Pre-receive hooks can be sufficient for deterministic quality checks, like code formatting. However, dynamic checks, like preventing secrets leakage, require on-going scanning. A single point-in-time review of code for leaked secrets could produce false negatives, since secret detection engines are constantly providing new support for additional secrets types. 

So, what should we do?

A (MINI) CASE STUDY

We asked a senior security leader from a publicly traded tech company how they integrate secret scanning into their pre-commit workflow and this is what they said:

Our team is using TruffleHog to detect and block code pushes that have secrets embedded in commits…TruffleHog [runs] as part of our pre-push process, and it fails the process with [an] error if a secret is detected. We created an escape hatch that can be used to bypass the automated process for an after-the-fact human review, in case of false positives or other sensible reasons (it has not been used yet). This has been part of our security controls for 6 months and have prevented a number of legitimate secrets from landing into our code repository. This is only on our monorepo, we depend on additional scanning for all other repos.

While this workflow is relatively straight forward to setup for a monorepo setup, the configuration didn’t quite make the cut to scale out to other repos, because it needs to be configured on a per-repository basis.

(AGAIN) SO, WHAT SHOULD WE DO?

There is no simple and straightforward solution. Pre-commit, pre-receive and CI/CD secrets detection all contribute to preventing secrets leakage, but are insufficient by themselves. Regular interval scanning can partially address these gaps, but ultimately we recommend combining all four scanning tactics together to establish a defense-in-depth posture.

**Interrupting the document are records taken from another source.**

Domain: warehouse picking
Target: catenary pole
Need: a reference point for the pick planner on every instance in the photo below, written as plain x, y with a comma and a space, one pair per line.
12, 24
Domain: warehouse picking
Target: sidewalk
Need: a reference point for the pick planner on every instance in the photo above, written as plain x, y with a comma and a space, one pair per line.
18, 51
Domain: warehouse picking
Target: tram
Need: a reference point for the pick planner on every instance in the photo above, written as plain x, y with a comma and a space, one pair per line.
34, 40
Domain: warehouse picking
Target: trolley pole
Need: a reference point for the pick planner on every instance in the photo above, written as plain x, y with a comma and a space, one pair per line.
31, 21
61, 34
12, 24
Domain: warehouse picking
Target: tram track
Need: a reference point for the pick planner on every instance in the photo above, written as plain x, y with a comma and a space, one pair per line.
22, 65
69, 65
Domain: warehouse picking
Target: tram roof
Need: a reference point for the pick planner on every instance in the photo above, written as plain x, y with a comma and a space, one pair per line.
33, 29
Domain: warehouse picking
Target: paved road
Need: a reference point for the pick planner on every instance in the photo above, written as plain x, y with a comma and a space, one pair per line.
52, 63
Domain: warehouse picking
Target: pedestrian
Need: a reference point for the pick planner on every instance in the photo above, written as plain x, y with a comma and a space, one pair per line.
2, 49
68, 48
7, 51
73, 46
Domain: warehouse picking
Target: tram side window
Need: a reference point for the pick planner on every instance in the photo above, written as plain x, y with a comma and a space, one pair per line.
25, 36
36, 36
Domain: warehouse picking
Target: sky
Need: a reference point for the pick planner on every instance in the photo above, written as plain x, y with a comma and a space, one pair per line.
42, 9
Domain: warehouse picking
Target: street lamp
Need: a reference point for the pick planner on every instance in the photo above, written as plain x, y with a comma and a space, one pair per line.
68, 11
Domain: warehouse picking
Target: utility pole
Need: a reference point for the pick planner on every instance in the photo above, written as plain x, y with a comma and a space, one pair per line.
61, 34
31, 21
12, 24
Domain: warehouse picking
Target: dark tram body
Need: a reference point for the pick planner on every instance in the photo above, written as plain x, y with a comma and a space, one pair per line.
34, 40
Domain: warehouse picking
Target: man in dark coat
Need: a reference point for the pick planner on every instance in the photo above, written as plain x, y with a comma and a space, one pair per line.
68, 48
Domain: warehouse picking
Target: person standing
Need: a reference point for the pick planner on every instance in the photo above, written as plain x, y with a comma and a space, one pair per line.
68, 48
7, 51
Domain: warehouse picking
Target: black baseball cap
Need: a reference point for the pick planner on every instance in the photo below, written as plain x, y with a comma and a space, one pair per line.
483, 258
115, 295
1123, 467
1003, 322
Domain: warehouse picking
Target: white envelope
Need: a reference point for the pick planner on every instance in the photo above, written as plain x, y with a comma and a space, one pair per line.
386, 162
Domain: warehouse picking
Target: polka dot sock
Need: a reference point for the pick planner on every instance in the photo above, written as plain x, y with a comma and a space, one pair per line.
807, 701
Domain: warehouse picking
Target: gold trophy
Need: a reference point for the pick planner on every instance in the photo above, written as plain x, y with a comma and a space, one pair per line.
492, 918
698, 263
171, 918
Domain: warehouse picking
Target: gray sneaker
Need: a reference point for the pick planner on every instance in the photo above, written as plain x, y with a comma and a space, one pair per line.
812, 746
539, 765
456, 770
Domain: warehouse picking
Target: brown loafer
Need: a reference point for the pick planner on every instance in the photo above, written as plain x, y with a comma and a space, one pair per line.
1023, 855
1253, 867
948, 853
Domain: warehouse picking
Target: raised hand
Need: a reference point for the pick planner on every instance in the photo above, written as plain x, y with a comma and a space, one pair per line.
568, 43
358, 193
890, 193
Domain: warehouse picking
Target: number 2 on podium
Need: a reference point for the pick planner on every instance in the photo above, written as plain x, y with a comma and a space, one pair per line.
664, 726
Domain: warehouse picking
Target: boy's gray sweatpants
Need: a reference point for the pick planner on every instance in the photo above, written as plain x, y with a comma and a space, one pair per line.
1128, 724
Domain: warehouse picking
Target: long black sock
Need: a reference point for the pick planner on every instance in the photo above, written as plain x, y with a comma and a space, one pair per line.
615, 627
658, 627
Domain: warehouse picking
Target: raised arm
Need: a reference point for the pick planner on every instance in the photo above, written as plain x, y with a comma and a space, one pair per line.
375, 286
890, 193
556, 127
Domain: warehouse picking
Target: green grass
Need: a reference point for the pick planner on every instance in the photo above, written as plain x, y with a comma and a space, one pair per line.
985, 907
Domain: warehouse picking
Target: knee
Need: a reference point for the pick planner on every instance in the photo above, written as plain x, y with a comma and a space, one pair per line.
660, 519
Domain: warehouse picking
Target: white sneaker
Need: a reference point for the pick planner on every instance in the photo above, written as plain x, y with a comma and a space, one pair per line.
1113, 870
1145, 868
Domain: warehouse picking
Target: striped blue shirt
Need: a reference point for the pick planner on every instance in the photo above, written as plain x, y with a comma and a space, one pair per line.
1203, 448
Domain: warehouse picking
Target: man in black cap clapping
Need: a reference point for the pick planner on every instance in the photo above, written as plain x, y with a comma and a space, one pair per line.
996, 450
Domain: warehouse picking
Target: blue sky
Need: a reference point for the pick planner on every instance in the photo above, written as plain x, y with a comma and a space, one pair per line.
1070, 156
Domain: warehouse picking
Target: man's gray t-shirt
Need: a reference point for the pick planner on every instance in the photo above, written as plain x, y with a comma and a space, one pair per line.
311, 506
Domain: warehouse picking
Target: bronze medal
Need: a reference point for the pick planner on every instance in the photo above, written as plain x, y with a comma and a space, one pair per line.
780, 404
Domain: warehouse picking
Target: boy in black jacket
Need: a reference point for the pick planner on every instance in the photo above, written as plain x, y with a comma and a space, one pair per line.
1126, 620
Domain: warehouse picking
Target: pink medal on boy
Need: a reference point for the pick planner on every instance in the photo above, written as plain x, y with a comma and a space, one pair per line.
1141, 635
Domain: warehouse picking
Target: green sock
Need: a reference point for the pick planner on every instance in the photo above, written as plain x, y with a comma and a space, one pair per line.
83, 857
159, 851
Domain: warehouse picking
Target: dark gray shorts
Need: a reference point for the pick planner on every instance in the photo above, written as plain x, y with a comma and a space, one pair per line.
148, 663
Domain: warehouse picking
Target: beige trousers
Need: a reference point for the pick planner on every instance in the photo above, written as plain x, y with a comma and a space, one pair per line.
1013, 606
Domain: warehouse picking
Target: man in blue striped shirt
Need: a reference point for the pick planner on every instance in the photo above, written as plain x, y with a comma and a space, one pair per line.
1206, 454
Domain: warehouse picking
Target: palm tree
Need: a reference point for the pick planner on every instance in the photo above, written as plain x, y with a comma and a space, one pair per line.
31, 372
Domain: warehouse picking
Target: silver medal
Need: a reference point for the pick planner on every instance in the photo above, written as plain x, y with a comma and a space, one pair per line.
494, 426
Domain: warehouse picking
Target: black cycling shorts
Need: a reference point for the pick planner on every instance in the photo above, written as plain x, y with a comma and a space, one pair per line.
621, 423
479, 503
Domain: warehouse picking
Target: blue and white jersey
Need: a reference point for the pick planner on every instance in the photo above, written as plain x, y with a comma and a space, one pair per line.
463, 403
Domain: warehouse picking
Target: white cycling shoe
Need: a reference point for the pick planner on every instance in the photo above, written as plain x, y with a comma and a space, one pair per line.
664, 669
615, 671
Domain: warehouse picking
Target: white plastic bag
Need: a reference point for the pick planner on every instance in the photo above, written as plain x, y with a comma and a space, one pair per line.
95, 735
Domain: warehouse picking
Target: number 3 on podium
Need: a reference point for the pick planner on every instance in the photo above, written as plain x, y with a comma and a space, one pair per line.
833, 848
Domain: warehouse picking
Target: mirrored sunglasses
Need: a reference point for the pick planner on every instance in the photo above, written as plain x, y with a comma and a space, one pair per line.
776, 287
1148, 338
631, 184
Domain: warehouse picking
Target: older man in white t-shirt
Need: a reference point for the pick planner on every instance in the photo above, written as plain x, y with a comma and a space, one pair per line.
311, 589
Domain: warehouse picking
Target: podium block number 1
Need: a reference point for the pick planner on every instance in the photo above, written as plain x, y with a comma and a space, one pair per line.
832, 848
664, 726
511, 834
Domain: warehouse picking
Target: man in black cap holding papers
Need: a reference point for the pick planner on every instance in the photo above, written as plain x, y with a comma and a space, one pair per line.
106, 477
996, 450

To add further complexity, secrets also leak out in more places than just committed code. Oftentimes organizations inadvertently expose secrets in the comments sections of Git tools, in log outputs, or dozens of other places that pre-commit coverage won’t give you. The best-in-class security organizations deploy robust secret scanning across communication applications (Slack, Teams), internal documentation (Google Drive, etc), external storage (S3, GCS, etc) as well as throughout the development process.

Conclusion

Unlike other vulnerability classes, secrets pose a threat simply by existing, regardless of whether it is in a pre-production or post-production environment. This necessitates the use of multiple tools to thoroughly analyze all code, both during the development process and afterwards, in order to identify active secrets and promptly replace any exposed ones.